Fears of overheating in these markets have been fanned by media reports of huge crowds at property launches snapping up residential units the minute they are launched and the availability of easy credit in these centres.
"Act now to prevent a housing bubble", read one headline in Singapore's Straits Times newspaper yesterday, calling for banks to tighten lending terms.
Henderson's Lee said property prices would continue to rise in the next one or two quarters, but less sharply, as the nascent economic recovery takes hold and boosts employment in these cities.
Bubble contrarians say housing prices, especially in Singapore and Hong Kong, remain affordable to their cash-rich citizens, even after the recent sharp gains.
Tan Chin Keong, real estate analyst with UBS Wealth Management in Singapore, notes a typical Hong Kong homebuyer would have to set aside about 35 per cent of monthly income to service a mortgage at current prices, down from 70 per cent a decade ago.
In Singapore, household debt is around 15 per cent of total assets, while cash holdings alone exceed the total amount of borrowings, Tan said, citing central bank figures.
Mortgage rates in Hong Kong and Singapore have also been falling in recent months and are at or near all-time lows, due to loose monetary policies and fierce competition among banks.
Hong Kong's residential prices have risen by more than a fifth this year, helped by a lack of new supply and low mortgage rates.
In Singapore, residential sales hit new record highs in June and July, helped by low interest rates and increased confidence about the local economy.
Chinese homebuyers are also flush with cash, analysts say.
Lee Wee Liat, China property analyst at Nomura, says feedback from developers indicates that around 30 per cent of homebuyers paid for their property in cash, while those who borrowed typically took loans of 50 to 60 per cent of the property value.

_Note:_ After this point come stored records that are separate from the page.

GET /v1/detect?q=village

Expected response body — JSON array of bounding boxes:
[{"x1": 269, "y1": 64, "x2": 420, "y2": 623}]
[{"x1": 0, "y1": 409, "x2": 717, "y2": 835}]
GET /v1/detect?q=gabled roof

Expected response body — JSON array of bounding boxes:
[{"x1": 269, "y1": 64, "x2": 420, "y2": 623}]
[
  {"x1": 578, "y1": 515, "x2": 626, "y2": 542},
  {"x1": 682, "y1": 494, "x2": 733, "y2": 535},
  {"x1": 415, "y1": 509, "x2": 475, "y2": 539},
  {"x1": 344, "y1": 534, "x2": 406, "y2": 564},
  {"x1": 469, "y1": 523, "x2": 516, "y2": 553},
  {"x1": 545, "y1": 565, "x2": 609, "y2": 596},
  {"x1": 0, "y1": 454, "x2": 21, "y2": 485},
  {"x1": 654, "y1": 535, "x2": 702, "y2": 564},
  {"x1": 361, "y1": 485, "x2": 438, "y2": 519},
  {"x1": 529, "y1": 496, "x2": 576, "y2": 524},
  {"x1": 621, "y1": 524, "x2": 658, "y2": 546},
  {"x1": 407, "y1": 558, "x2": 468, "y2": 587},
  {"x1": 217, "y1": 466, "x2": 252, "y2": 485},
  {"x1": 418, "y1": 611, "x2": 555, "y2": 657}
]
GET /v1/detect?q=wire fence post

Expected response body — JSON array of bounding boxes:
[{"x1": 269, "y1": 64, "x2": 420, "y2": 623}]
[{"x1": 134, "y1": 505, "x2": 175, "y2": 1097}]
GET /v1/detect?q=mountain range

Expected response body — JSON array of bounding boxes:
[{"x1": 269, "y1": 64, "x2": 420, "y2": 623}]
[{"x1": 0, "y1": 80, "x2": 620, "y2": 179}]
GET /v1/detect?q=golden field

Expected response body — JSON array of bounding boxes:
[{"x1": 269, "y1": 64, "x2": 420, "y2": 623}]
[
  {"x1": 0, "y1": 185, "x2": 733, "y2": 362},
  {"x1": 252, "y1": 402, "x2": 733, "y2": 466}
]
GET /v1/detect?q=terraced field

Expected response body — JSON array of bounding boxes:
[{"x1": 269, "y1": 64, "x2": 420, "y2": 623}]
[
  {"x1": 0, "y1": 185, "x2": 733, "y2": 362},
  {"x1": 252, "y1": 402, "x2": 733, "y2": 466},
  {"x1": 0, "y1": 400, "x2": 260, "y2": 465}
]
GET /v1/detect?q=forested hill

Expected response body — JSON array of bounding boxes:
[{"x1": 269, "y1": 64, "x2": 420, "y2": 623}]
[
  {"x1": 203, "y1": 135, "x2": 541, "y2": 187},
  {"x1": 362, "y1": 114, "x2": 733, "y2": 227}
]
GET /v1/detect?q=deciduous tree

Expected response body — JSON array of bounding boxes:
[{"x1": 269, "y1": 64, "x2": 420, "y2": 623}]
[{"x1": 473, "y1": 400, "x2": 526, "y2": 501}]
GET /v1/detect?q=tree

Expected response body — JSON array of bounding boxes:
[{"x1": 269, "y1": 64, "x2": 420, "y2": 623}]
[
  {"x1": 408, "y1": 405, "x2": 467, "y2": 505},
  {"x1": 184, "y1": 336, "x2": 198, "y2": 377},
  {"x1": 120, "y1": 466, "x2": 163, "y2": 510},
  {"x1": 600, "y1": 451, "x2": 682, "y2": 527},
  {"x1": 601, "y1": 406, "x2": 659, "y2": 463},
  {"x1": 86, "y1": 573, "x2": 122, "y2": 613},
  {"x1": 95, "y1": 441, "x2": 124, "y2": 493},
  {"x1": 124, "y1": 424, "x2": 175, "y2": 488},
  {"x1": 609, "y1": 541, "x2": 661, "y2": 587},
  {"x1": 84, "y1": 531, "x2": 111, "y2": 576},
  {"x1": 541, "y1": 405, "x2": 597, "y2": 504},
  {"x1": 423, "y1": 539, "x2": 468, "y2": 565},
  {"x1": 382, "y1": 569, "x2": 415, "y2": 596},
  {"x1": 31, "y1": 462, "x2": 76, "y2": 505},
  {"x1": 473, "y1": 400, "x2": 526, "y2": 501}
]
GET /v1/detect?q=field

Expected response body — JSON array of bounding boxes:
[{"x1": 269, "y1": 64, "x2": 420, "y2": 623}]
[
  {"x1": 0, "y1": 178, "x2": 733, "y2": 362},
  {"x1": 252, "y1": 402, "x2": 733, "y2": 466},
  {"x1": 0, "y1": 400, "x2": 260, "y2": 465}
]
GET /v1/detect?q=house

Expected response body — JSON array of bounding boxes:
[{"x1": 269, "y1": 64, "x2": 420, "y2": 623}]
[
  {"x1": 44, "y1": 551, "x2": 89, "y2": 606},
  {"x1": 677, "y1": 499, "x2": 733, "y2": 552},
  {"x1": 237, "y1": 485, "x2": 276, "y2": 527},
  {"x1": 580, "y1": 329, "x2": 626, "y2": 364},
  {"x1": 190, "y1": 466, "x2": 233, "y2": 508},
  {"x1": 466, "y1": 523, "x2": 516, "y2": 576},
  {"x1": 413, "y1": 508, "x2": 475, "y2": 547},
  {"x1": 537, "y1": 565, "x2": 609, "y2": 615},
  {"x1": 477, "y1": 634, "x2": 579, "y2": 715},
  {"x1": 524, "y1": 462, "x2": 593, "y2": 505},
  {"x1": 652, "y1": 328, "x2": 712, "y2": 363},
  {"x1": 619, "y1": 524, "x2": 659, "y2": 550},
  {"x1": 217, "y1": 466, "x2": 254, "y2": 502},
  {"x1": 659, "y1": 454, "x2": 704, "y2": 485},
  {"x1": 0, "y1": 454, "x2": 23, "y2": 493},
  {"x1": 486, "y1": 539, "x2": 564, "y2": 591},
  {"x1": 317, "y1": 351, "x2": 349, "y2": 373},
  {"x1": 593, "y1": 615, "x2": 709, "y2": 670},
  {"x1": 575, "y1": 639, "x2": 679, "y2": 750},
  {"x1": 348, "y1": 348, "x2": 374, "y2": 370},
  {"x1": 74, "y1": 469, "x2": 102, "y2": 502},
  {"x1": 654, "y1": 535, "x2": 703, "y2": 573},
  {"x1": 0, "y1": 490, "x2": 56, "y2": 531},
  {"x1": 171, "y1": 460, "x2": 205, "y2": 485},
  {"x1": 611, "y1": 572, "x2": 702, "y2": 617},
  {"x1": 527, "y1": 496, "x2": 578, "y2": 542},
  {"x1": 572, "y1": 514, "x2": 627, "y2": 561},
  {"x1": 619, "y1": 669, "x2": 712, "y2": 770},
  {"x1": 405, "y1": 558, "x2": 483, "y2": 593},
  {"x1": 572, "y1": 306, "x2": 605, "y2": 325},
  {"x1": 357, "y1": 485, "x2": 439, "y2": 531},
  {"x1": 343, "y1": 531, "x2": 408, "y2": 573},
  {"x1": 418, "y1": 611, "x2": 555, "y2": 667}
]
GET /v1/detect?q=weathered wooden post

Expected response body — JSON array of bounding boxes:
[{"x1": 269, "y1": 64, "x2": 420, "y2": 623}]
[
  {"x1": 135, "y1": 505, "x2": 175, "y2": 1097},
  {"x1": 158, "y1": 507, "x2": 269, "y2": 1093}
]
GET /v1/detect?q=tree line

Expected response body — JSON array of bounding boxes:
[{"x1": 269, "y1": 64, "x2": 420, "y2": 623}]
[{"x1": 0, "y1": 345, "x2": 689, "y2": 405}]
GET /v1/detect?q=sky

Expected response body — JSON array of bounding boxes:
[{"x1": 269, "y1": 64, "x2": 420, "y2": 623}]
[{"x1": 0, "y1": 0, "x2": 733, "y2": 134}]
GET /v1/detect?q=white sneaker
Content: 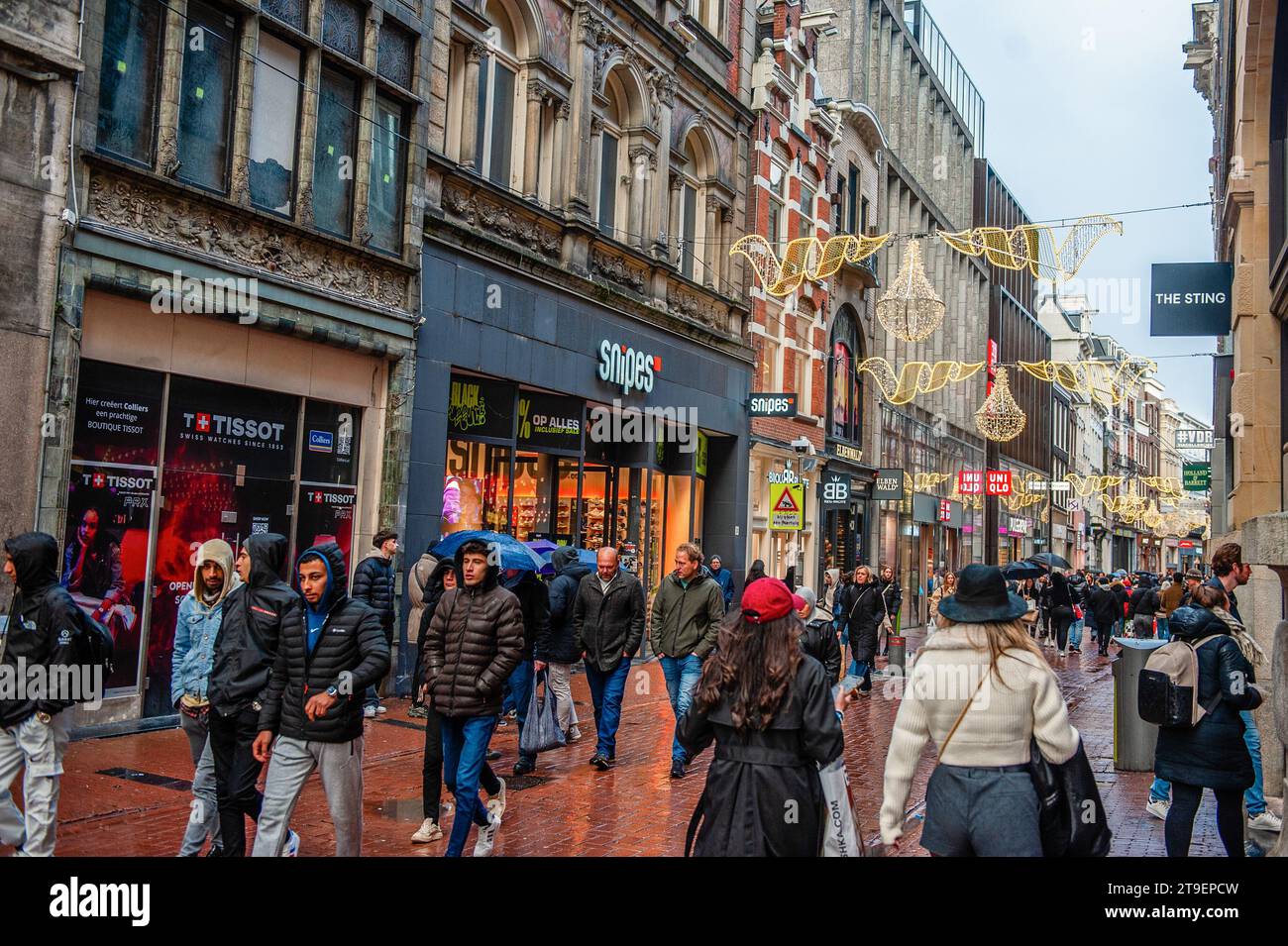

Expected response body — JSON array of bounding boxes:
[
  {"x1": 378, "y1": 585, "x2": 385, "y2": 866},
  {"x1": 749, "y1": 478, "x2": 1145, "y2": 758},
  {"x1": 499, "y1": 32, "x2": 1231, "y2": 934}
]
[
  {"x1": 486, "y1": 776, "x2": 505, "y2": 824},
  {"x1": 1248, "y1": 811, "x2": 1284, "y2": 831},
  {"x1": 474, "y1": 812, "x2": 501, "y2": 857},
  {"x1": 411, "y1": 817, "x2": 443, "y2": 844}
]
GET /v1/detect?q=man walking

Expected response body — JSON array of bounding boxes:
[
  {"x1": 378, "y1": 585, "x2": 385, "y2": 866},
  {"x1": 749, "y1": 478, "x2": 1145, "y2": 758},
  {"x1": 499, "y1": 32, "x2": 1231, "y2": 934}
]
[
  {"x1": 170, "y1": 539, "x2": 241, "y2": 857},
  {"x1": 0, "y1": 532, "x2": 78, "y2": 857},
  {"x1": 351, "y1": 529, "x2": 398, "y2": 719},
  {"x1": 572, "y1": 546, "x2": 644, "y2": 773},
  {"x1": 649, "y1": 542, "x2": 725, "y2": 779},
  {"x1": 254, "y1": 542, "x2": 389, "y2": 857},
  {"x1": 424, "y1": 539, "x2": 523, "y2": 857},
  {"x1": 206, "y1": 533, "x2": 300, "y2": 857}
]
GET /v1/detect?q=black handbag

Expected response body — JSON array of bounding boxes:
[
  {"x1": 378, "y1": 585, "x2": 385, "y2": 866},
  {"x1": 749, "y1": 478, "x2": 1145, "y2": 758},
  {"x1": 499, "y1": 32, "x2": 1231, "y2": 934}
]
[{"x1": 1029, "y1": 739, "x2": 1113, "y2": 857}]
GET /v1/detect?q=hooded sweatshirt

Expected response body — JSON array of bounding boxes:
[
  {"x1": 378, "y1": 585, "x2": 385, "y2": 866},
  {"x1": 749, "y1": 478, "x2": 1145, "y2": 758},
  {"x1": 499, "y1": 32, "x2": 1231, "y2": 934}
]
[
  {"x1": 0, "y1": 532, "x2": 85, "y2": 727},
  {"x1": 170, "y1": 539, "x2": 241, "y2": 705}
]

Still, market bears continue to warn that China's housing prices may begin to ease and could reverse early next year as supply catches up and demand wanes.
The National Development and Reform Commission, China's top economic planning agency, noted in a report to the country's State Council, or Cabinet, that "housing prices in some cities are rising overly fast", a strong indication Beijing has grown uneasy about the increases and may step in to cool the market down.
Chinese residential property prices shot up in March and the month-on-month growth has been accelerating through July.
Property consultancy DTZ cautioned clients not to be caught up in the current euphoria over Asian residential property, saying market bulls were looking at just one to two months of data and calling it a trend.
"Prices may come off a bit until we see a more sustained economic recovery, both in the region and globally," said David Green-Morgan, Asia-Pacific research director at DTZ.
Market bulls noted that the rally in home prices has helped property stocks outperform their respective markets.
In Hong Kong, the HSI-Properties Index is up 49 per cent year-to-date, outperforming the 37 per cent advance on the main index. In Singapore, property stocks have gained 57 per cent, against a 50 per cent rise in the benchmark index.
The outlook on China property stocks is mixed due to uncertainty about the sort of measures authorities are likely to implement in a bid to cool the market as well as differing views about the quality of the firms' landbank.